Food stamps themselves may be partly to blame; the program’s rules tend to steer people toward factory-made packaged food, while making it difficult to get fresh local produce. But the greater cause is surely the financial weakness that qualifies a person for food stamps. Poverty leads to choices, including food choices, that have more to do with conserving money than maintaining physical health.
Regardless of causes, a solution is needed. Excess body weight robs a person of energy and vitality, qualities that a person in poverty needs more than anyone. If poverty causes weight gain, and the weight gain causes a loss of energy, and the lack of energy makes it harder to get out of poverty, that is a cycle of poverty; it makes poverty tend to continue. If we can weaken the link between poverty and weight gain, we can reduce the duration of poverty. At least 1 in 9 Americans qualify for food stamps, so this is not a small problem.
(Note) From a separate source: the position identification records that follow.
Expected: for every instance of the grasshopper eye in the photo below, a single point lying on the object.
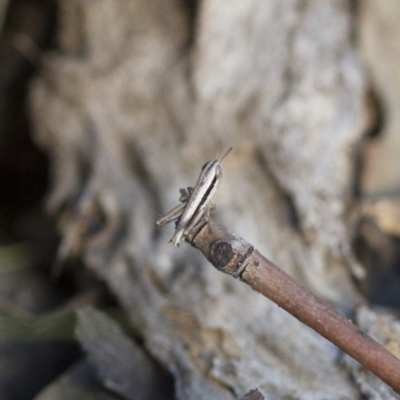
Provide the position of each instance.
(206, 165)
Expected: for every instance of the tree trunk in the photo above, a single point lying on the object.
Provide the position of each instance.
(131, 106)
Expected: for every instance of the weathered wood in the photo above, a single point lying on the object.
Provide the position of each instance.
(130, 108)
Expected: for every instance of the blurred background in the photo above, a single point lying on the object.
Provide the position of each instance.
(108, 109)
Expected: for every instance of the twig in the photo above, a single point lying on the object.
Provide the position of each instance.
(231, 254)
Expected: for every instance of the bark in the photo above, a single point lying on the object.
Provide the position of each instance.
(132, 105)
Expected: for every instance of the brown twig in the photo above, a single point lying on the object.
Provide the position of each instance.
(231, 254)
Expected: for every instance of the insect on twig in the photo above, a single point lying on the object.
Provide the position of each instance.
(196, 203)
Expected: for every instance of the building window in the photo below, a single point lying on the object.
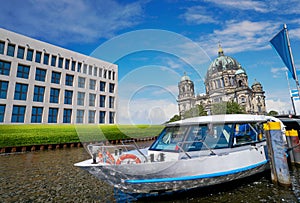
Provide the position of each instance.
(53, 61)
(38, 56)
(54, 95)
(95, 71)
(111, 117)
(80, 98)
(84, 68)
(52, 115)
(111, 102)
(2, 112)
(37, 114)
(91, 116)
(69, 80)
(102, 117)
(4, 67)
(92, 84)
(55, 77)
(92, 98)
(40, 74)
(21, 51)
(79, 67)
(67, 64)
(3, 89)
(81, 82)
(23, 71)
(21, 91)
(38, 95)
(68, 97)
(102, 100)
(29, 55)
(2, 45)
(73, 65)
(111, 88)
(18, 114)
(10, 50)
(46, 59)
(100, 72)
(60, 62)
(105, 73)
(102, 86)
(79, 116)
(67, 115)
(90, 70)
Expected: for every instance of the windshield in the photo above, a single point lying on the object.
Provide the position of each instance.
(169, 138)
(208, 136)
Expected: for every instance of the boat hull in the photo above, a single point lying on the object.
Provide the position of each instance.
(171, 176)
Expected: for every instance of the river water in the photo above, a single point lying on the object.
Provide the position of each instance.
(49, 176)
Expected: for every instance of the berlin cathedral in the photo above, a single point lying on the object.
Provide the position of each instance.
(225, 80)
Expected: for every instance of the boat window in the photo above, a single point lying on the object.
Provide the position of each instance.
(169, 138)
(206, 137)
(247, 133)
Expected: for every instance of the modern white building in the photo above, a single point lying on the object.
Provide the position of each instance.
(43, 83)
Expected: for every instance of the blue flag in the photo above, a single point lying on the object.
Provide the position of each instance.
(280, 43)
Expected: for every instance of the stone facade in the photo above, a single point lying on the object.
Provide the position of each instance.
(225, 81)
(43, 83)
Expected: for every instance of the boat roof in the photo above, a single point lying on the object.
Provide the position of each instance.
(224, 118)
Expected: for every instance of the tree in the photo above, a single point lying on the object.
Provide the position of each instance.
(273, 113)
(229, 107)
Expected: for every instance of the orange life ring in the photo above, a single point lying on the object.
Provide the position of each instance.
(109, 159)
(128, 156)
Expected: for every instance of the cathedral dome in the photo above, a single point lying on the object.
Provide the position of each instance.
(222, 63)
(184, 78)
(240, 71)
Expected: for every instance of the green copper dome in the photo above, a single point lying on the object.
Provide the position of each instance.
(222, 63)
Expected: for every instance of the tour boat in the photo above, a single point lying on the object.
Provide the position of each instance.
(191, 153)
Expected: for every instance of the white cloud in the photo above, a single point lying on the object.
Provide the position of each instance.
(146, 111)
(258, 6)
(239, 36)
(69, 21)
(198, 15)
(278, 72)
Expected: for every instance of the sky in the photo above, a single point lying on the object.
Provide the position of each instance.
(154, 42)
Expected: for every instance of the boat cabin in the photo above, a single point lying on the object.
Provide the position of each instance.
(210, 133)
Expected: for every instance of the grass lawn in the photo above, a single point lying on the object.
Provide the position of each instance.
(24, 135)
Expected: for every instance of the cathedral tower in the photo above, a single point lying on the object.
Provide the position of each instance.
(186, 97)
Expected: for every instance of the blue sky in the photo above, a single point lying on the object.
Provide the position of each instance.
(155, 41)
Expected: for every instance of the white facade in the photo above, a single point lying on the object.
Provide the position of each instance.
(43, 83)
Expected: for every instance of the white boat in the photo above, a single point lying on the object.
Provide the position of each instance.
(190, 153)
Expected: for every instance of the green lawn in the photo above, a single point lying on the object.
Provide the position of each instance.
(24, 135)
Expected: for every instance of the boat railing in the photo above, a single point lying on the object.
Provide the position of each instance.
(111, 153)
(181, 147)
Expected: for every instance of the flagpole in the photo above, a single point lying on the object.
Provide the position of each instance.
(292, 59)
(293, 104)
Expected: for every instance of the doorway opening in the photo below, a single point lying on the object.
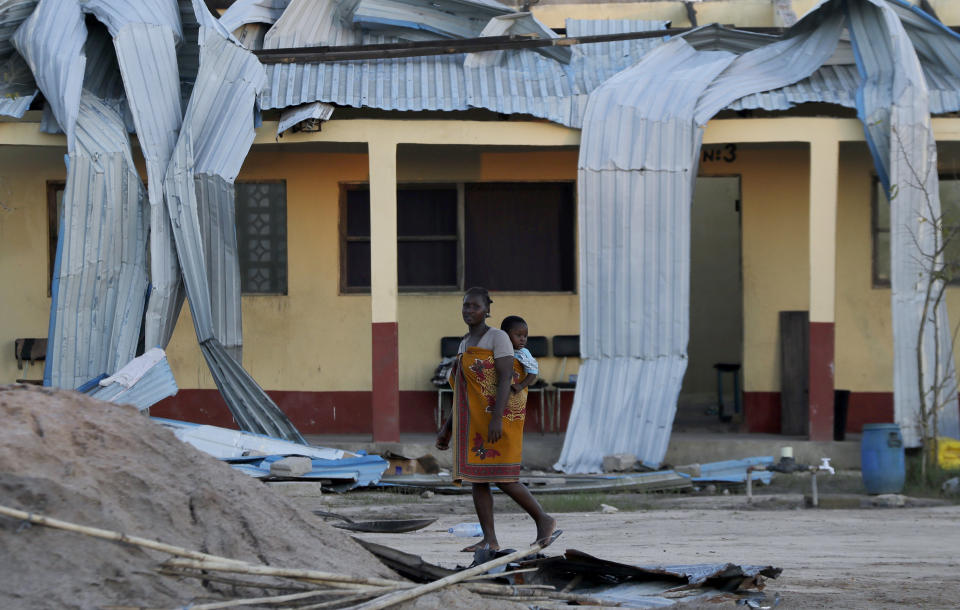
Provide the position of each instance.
(716, 310)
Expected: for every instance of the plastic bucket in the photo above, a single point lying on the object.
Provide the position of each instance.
(881, 459)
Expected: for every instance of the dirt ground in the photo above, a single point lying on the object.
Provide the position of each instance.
(831, 558)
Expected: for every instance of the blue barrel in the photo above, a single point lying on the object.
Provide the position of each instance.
(881, 459)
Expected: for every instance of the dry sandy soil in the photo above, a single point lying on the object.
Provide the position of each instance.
(858, 559)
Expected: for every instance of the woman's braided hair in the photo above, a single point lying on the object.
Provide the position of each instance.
(480, 292)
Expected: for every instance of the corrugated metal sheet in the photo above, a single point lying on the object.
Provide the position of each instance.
(12, 14)
(360, 471)
(292, 116)
(51, 41)
(141, 383)
(306, 23)
(419, 20)
(639, 152)
(147, 59)
(215, 207)
(525, 82)
(17, 87)
(735, 471)
(242, 12)
(100, 277)
(893, 105)
(216, 134)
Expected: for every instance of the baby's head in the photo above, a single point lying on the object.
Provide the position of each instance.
(516, 329)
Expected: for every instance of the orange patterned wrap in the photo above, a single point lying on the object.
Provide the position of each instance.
(475, 460)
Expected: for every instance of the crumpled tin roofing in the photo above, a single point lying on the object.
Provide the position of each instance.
(639, 150)
(893, 103)
(96, 308)
(51, 41)
(141, 383)
(216, 135)
(298, 114)
(242, 12)
(17, 87)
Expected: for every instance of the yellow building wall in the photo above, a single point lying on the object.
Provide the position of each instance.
(24, 265)
(316, 339)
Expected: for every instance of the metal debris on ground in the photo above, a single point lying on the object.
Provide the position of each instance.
(577, 576)
(556, 484)
(256, 455)
(381, 526)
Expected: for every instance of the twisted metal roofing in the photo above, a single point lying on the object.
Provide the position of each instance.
(893, 103)
(639, 151)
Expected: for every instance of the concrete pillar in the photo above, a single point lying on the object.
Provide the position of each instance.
(383, 290)
(824, 168)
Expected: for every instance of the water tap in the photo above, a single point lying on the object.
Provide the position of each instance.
(825, 465)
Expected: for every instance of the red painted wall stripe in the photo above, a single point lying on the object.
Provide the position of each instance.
(386, 382)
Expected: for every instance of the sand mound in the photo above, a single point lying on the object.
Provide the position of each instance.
(70, 457)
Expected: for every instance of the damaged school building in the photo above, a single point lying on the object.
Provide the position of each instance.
(677, 193)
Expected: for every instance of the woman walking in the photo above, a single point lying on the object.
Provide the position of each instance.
(486, 422)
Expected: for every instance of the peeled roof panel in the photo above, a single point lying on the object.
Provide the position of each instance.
(438, 17)
(216, 135)
(893, 102)
(305, 24)
(242, 12)
(97, 307)
(215, 206)
(147, 59)
(51, 41)
(639, 150)
(17, 87)
(141, 383)
(116, 14)
(297, 114)
(12, 14)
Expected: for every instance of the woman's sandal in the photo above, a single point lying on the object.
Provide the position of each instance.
(548, 540)
(473, 548)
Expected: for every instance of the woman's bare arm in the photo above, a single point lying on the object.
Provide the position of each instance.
(504, 366)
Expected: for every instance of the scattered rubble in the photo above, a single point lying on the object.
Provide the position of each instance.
(619, 462)
(103, 465)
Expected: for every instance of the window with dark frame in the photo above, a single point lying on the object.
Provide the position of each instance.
(261, 219)
(880, 222)
(512, 236)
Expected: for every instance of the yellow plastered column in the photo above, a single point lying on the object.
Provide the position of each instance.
(385, 366)
(824, 168)
(383, 229)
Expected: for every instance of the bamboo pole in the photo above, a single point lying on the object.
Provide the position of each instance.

One initiative mentioned in 60-Second Science is the Bounty Bucks program that doubles the value of food stamps (up to $10) at participating farmers’ markets in Boston. The program lets food stamp customers buy more produce, but just as important, it helps people find the farmers’ markets where their food stamps can be spent.
This is a tougher challenge in a city like Detroit, but at least a few of the produce markets there now accept the electronic payment cards of that state’s benefits program. The giant Eastern Market was first, two years ago, and the Northwest Detroit Farmers Market just signed on to the program in June.